Electrical systems use positive or negative voltages and currents, allowing for positive or negative effects. By contrast, biological circuits are built out of molecules (or cells) whose concentrations cannot be negative. That means they must use other mechanisms for “inverting” activities.
From a more practical point of view, we have a very limited ability to construct, test, and compare designs. Even with recent developments such as CRISPR, our ability to rapidly and precisely produce cells with well-defined genomes remains limited compared to what is possible in more advanced disciplines. (This situation is rapidly improving!)
What other fundamental differences between biological circuits and human designed systems can you think of?

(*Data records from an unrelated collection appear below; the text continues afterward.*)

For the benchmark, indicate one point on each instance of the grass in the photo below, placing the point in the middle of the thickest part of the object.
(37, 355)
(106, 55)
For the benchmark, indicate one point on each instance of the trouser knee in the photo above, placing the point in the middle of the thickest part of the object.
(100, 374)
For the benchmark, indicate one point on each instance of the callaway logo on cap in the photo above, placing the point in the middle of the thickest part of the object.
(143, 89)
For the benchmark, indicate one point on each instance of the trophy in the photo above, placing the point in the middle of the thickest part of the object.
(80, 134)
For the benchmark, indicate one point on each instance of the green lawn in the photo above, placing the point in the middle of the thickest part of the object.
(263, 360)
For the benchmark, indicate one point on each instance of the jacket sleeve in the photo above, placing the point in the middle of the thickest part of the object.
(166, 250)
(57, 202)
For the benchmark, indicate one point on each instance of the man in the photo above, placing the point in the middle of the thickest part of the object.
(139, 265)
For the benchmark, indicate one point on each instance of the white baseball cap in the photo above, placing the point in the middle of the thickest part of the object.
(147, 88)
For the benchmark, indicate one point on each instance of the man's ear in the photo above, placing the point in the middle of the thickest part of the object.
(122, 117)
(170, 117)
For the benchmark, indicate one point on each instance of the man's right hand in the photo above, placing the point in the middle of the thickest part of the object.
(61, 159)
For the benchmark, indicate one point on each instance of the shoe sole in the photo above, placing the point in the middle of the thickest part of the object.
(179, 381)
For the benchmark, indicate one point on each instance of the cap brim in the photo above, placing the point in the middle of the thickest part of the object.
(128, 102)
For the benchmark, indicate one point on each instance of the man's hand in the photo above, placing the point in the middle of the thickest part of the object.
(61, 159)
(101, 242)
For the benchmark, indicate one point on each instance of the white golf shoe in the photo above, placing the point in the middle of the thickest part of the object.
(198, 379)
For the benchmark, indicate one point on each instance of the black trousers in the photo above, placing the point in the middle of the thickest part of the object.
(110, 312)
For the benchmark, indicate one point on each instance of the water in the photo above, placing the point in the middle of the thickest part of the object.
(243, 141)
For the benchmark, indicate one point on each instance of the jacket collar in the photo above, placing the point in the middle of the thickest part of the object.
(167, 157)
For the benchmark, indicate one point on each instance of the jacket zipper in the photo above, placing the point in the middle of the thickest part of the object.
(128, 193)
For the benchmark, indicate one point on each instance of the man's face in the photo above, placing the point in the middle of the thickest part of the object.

Inspiration from electronics¶
In their classic book, The Art of Electronics, Horowitz and Hill explain something similar to the excitement many now feel now about biological circuit design:
Paul Horowitz and Winfield Hill, The Art of Electronics, 3rd edition, Cambridge University Press, 2015.
Premise and goals¶
This course explores foundational concepts needed to understand, predict, and control living systems with greater precision (systems biology), and to design synthetic circuits that provide new functions (synthetic biology). We will develop quantitative approaches for analyzing different circuit designs (tools), and also identify circuit design principles that provide insight and intuition into how different designs operate, and why they were selected by evolution or synthetic biologists.
Design principles relate circuit features to circuit functions¶
We will define a circuit design principle as a statement of the form: Circuit feature X enables function Y. Each module of the course will explore a different design principle. Here are some examples:
Negative autoregulation of a transcription factor accelerates its response to a change in input.
Kinases that also act as phosphatases (bifunctional kinases) provide tunable linear amplifiers in two-component signaling systems.
Pulsing a transcription factor on and off at different frequencies (time-based regulation) can enable coordinated regulation of many target genes.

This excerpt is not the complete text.